20. A process, as defined in claim 1, 2, 3, and 4, in which a precious and desirable metal is extracted from an acidic aqueous solution, that contains a soluble hydroxy acid complex, by exposing said solution to a positively and a negatively charged electrode, at a Alternating Current voltage potential, which is greater than the reduction potential of an element so extracted.

21. A process, as defined in claim 1, 2, 3, and 5, in which a precious and desirable metal is extracted from an acidic aqueous solution, that contains a soluble hydroxy acid complex, by exposing said solution to a positively and a negatively charged electrode, at a voltage Alternating Current potential, which is greater than the reduction potential of an element so extracted.

22. A process, as defined in claim 1, 2, 3, 4, 5, 14, 15, 16, 17, 18, 19, 20, and 21, in which a precious and desirable metal is extracted by ion exchange.

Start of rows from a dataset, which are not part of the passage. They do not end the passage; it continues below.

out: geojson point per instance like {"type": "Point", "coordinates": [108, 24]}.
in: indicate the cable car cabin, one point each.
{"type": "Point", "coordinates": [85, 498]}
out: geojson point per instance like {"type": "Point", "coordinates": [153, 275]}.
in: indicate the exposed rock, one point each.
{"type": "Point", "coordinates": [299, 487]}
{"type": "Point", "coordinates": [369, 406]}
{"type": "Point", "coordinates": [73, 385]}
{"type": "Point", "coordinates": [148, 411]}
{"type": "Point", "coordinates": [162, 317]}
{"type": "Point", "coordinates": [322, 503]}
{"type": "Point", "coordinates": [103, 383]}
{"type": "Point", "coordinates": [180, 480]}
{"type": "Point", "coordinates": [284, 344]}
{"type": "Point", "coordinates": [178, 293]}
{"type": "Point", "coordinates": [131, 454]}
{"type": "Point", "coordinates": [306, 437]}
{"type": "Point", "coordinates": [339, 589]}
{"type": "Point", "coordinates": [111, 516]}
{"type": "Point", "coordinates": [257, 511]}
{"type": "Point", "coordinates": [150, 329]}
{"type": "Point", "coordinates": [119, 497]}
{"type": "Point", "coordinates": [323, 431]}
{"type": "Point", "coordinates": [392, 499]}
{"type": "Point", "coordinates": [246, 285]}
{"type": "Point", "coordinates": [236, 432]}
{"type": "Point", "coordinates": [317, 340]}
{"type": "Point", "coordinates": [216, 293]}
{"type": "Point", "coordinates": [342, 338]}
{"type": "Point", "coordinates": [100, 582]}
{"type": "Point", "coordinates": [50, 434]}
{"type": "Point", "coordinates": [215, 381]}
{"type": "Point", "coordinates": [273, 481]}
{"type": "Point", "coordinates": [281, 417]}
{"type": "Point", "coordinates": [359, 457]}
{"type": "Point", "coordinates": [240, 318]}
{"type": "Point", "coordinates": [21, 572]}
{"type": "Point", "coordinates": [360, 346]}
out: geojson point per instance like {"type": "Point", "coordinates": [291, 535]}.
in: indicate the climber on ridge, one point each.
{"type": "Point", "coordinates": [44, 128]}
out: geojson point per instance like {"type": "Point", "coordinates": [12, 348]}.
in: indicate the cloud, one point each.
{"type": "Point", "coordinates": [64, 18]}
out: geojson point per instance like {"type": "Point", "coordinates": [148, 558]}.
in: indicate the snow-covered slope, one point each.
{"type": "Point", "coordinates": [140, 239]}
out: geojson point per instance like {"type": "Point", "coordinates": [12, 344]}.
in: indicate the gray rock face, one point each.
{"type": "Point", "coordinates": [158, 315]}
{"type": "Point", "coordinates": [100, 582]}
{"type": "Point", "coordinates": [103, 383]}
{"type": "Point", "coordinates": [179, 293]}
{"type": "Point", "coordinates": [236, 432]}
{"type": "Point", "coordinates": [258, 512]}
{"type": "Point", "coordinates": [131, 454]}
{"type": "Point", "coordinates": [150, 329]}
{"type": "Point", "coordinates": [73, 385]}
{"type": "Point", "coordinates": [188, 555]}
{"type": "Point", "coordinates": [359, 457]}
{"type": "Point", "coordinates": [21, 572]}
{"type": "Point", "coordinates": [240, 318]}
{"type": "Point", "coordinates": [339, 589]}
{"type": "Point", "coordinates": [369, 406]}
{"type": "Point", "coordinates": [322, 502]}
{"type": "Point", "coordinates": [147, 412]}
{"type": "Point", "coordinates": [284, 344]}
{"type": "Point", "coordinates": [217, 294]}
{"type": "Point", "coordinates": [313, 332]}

23. A process, as defined in claim 1, 2, 3, 4, 5, 6, 7, 8, 9, 10, 11, 12, 13, 14, 15, 16, 17, 18, 19, 20, 21, and 22, in which a precious metal is gold, silver, platinum, palladium, iridium, and rhodium.

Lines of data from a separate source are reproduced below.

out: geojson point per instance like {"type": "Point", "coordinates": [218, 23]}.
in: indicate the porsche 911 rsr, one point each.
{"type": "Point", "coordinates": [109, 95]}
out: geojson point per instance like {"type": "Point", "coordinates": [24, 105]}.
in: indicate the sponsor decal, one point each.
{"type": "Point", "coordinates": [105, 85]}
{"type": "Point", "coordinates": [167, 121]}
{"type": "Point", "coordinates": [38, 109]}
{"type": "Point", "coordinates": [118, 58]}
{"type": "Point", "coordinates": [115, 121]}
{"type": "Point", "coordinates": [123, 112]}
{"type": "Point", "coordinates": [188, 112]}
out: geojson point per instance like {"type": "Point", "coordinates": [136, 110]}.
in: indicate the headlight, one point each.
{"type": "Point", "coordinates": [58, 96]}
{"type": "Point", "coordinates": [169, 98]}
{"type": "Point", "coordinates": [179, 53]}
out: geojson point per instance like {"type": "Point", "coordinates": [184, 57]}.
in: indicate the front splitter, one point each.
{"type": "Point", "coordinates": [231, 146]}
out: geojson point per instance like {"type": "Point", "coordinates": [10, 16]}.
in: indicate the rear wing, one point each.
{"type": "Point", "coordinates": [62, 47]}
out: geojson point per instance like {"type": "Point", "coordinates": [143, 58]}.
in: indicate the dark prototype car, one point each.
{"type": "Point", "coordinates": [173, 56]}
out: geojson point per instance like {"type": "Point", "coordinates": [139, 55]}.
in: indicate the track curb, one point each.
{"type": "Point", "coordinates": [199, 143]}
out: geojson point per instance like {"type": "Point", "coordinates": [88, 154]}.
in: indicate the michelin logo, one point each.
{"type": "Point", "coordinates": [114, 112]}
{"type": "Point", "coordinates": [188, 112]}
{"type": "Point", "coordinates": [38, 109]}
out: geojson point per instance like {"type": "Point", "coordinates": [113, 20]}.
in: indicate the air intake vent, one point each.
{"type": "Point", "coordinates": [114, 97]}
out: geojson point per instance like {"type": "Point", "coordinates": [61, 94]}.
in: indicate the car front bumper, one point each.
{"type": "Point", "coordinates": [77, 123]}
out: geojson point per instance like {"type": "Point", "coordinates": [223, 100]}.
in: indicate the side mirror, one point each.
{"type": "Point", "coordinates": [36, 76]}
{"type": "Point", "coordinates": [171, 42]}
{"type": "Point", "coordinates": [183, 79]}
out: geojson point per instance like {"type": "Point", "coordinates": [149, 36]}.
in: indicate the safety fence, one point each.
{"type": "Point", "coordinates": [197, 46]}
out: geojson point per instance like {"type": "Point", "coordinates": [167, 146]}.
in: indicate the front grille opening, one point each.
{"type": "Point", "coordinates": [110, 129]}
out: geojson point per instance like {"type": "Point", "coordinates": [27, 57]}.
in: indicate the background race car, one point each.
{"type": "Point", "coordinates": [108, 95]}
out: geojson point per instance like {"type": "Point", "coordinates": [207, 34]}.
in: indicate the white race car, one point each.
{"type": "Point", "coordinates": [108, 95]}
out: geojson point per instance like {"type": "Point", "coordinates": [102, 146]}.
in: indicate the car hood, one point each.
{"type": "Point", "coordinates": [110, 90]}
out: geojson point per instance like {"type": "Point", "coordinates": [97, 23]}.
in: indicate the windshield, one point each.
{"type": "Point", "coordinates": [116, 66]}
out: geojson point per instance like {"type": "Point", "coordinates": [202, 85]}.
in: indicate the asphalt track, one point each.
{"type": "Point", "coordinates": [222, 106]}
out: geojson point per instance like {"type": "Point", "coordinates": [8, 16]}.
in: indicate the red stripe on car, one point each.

24. A process, as defined in claim 1, 2, 3, 4, 5, 6, 7, 8, 9, 10, 11, 12, 13, 14, 15, 16, 17, 18, 19, 20, 21, and 22, in which a desirable metal is copper, zinc, chromium, cobalt, and nickel.

25. A process, as defined in claim 1, 2, 3, 4, 5, 6, 7, 8, 9, 10, 11, 12, 13, 14, 15, 16, 17, 18, 19, 20, 21, and 22, in which a precious and desirable metal is a transition metal, which has a chemical bond strength with oxygen, that is weaker than the chemical bond strength between hydrogen and oxygen.